Rick Schultze: It was a big deal at Sac State in those times. It was really like, ‘This guy is coming to your neighborhood!’ type of thing and here is your chance to see it. I had guys calling me up begging for tickets that I hadn’t talked to in years. You know, ‘Man, I got to see this dude! How can I get in there?’ We weren’t even listed as promoters, really. It was just Students For The Appreciation Of Pop Music.
Skip Maggiora was both a member of Students For The Appreciation Of Pop Music and guitarist for The Creators, one of the opening acts that evening.
Skip Maggiora: We had, I think, over 4,000 people at the event. It was packed. I remember talking to the Fire Marshall outside, because you couldn’t get in. He was saying, ‘This is way out of control’.
Maggiora was struck by Hendrix’s charisma and willingness to work with the equipment provided him and create magic.
Skip Maggiora: He put on a great show. It was loud. It sounded fantastic. It had all the aura of a perfect Hendrix concert. I remember leaning on the back of his amplifiers watching him. In fact, he’d come charging at our Webb cabinets with the head of his guitar and I just knew he was going to shove it through. At that time, all the money we had in the world was invested in that equipment. Fortunately, he would turn before he’d get to the thing and he wouldn’t smash anything.

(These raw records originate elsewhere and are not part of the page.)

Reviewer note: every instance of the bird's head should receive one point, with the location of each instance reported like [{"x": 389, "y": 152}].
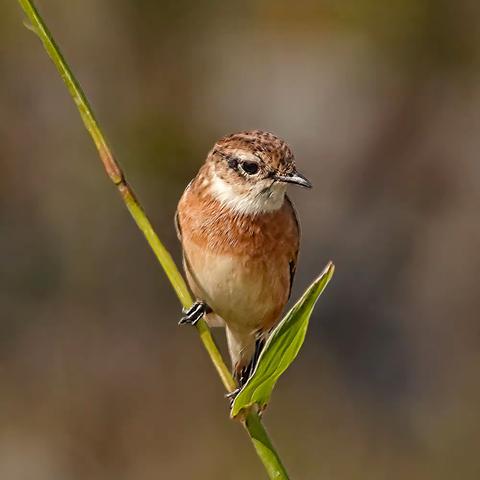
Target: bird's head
[{"x": 249, "y": 172}]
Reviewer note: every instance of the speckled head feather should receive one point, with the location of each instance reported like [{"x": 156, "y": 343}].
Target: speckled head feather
[
  {"x": 272, "y": 151},
  {"x": 248, "y": 172},
  {"x": 240, "y": 238}
]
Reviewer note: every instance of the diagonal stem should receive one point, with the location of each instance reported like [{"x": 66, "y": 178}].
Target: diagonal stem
[{"x": 251, "y": 422}]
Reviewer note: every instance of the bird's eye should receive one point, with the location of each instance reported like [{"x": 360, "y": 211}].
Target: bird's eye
[{"x": 250, "y": 168}]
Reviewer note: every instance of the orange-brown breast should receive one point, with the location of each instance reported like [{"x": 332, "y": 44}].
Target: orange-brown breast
[{"x": 240, "y": 264}]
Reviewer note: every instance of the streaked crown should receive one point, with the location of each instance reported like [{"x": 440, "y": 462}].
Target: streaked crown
[{"x": 248, "y": 172}]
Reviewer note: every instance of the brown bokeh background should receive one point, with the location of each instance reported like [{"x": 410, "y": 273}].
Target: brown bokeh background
[{"x": 380, "y": 102}]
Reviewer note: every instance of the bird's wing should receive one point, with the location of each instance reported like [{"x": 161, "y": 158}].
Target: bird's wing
[
  {"x": 293, "y": 262},
  {"x": 177, "y": 226}
]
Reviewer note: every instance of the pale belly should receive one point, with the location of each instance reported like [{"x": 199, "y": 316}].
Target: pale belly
[{"x": 247, "y": 293}]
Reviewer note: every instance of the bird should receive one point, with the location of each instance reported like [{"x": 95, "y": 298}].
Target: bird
[{"x": 240, "y": 238}]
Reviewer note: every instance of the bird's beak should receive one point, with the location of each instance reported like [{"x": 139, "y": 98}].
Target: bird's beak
[{"x": 296, "y": 178}]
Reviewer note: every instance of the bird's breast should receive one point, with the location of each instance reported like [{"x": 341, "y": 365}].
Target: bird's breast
[{"x": 240, "y": 265}]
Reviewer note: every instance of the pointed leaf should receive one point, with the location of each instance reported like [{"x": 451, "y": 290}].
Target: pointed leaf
[{"x": 281, "y": 348}]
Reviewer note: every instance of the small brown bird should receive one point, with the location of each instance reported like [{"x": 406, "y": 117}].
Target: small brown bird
[{"x": 240, "y": 238}]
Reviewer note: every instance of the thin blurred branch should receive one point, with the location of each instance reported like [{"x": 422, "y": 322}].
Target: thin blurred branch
[{"x": 251, "y": 421}]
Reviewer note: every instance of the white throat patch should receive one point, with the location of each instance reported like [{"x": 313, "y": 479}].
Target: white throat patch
[{"x": 252, "y": 202}]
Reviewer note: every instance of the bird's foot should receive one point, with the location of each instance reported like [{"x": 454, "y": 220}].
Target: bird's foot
[
  {"x": 232, "y": 395},
  {"x": 193, "y": 314}
]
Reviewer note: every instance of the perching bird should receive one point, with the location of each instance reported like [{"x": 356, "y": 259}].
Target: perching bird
[{"x": 240, "y": 239}]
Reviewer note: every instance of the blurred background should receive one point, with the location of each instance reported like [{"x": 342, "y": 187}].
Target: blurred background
[{"x": 381, "y": 105}]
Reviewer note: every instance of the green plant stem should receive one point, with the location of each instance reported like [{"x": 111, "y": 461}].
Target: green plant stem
[{"x": 252, "y": 422}]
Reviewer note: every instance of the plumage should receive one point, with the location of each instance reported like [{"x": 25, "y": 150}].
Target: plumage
[{"x": 240, "y": 238}]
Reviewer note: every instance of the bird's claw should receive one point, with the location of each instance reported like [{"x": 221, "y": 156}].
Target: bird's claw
[
  {"x": 193, "y": 314},
  {"x": 232, "y": 395}
]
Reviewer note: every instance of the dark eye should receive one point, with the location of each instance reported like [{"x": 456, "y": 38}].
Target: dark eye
[{"x": 250, "y": 168}]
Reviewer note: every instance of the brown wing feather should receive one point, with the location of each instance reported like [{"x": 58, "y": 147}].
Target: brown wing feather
[{"x": 293, "y": 263}]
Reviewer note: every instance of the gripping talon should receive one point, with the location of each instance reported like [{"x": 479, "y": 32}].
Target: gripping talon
[{"x": 193, "y": 314}]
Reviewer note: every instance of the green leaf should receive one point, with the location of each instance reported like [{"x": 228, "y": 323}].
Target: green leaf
[{"x": 281, "y": 348}]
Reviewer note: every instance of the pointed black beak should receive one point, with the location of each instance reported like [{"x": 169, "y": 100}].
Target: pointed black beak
[{"x": 296, "y": 178}]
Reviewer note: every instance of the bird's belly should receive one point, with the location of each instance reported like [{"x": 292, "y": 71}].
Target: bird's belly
[{"x": 248, "y": 292}]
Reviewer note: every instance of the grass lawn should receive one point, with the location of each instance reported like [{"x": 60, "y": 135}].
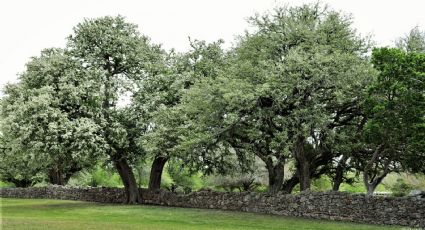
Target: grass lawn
[{"x": 59, "y": 214}]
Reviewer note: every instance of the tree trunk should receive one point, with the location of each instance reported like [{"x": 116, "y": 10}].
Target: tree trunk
[
  {"x": 56, "y": 177},
  {"x": 290, "y": 184},
  {"x": 372, "y": 180},
  {"x": 339, "y": 174},
  {"x": 130, "y": 186},
  {"x": 303, "y": 164},
  {"x": 276, "y": 174},
  {"x": 156, "y": 172}
]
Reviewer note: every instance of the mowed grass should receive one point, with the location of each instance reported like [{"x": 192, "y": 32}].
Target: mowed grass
[{"x": 60, "y": 214}]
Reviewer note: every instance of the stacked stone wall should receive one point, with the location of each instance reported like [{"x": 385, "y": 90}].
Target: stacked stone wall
[{"x": 407, "y": 211}]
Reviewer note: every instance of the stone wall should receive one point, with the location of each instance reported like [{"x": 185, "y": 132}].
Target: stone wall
[{"x": 407, "y": 211}]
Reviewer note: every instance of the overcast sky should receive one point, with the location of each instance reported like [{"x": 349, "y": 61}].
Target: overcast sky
[{"x": 30, "y": 26}]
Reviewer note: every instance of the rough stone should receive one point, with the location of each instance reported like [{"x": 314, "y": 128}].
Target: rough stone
[{"x": 407, "y": 211}]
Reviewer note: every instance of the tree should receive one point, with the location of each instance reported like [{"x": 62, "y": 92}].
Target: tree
[
  {"x": 124, "y": 59},
  {"x": 395, "y": 107},
  {"x": 47, "y": 120},
  {"x": 289, "y": 85},
  {"x": 159, "y": 98},
  {"x": 413, "y": 42}
]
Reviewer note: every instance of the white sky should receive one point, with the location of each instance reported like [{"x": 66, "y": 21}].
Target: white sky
[{"x": 27, "y": 27}]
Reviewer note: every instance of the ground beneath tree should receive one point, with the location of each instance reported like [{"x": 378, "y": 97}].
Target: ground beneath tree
[{"x": 59, "y": 214}]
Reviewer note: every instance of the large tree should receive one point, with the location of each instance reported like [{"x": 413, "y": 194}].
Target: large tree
[
  {"x": 291, "y": 83},
  {"x": 396, "y": 111},
  {"x": 158, "y": 98},
  {"x": 124, "y": 60},
  {"x": 47, "y": 119}
]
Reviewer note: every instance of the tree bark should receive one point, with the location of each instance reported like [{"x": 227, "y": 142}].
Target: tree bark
[
  {"x": 372, "y": 180},
  {"x": 156, "y": 172},
  {"x": 339, "y": 174},
  {"x": 276, "y": 175},
  {"x": 130, "y": 186},
  {"x": 303, "y": 164}
]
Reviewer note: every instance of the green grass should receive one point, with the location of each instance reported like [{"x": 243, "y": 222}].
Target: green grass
[{"x": 59, "y": 214}]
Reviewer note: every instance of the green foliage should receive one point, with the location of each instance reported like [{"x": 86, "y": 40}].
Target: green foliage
[
  {"x": 400, "y": 188},
  {"x": 96, "y": 177}
]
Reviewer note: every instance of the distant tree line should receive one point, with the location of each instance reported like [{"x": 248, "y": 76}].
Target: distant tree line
[{"x": 302, "y": 89}]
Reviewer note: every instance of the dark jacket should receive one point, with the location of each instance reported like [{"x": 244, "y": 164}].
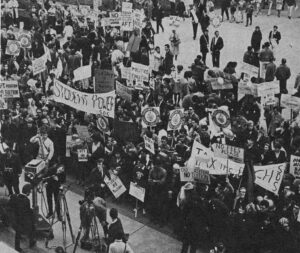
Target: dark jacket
[{"x": 215, "y": 47}]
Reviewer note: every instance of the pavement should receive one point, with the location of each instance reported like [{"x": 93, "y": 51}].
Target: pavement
[{"x": 144, "y": 237}]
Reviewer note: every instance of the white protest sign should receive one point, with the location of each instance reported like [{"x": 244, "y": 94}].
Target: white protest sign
[
  {"x": 115, "y": 185},
  {"x": 150, "y": 116},
  {"x": 9, "y": 89},
  {"x": 186, "y": 174},
  {"x": 137, "y": 191},
  {"x": 97, "y": 103},
  {"x": 83, "y": 72},
  {"x": 115, "y": 19},
  {"x": 149, "y": 144},
  {"x": 127, "y": 6},
  {"x": 295, "y": 166},
  {"x": 39, "y": 64},
  {"x": 289, "y": 101},
  {"x": 269, "y": 177},
  {"x": 175, "y": 119},
  {"x": 139, "y": 72},
  {"x": 249, "y": 69},
  {"x": 82, "y": 155},
  {"x": 227, "y": 151},
  {"x": 123, "y": 91}
]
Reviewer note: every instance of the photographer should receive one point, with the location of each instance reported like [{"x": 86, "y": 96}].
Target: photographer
[
  {"x": 55, "y": 177},
  {"x": 24, "y": 219},
  {"x": 12, "y": 171}
]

Jimi was easy to please. He just brought his amp heads. He plugged in. He never questioned what we were giving him to use. Most artists that come to town these days would be probably refusing to go onstage if they saw that type of equipment sitting there waiting for them. There was no expectation of being pampered. He played to the crowd. The crowd loved him and I think he enjoyed the gig virtually as much. I remember them coming off the stage really excited. The three of them felt like they had played one of their better performances.
The fans were in awe. He didn’t even have to play a lick and he would get a standing ovation. Of course, he played great. I remember how loud that crowd was in appreciation. There was a sense of “Wow, this is Jimi Hendrix … live!”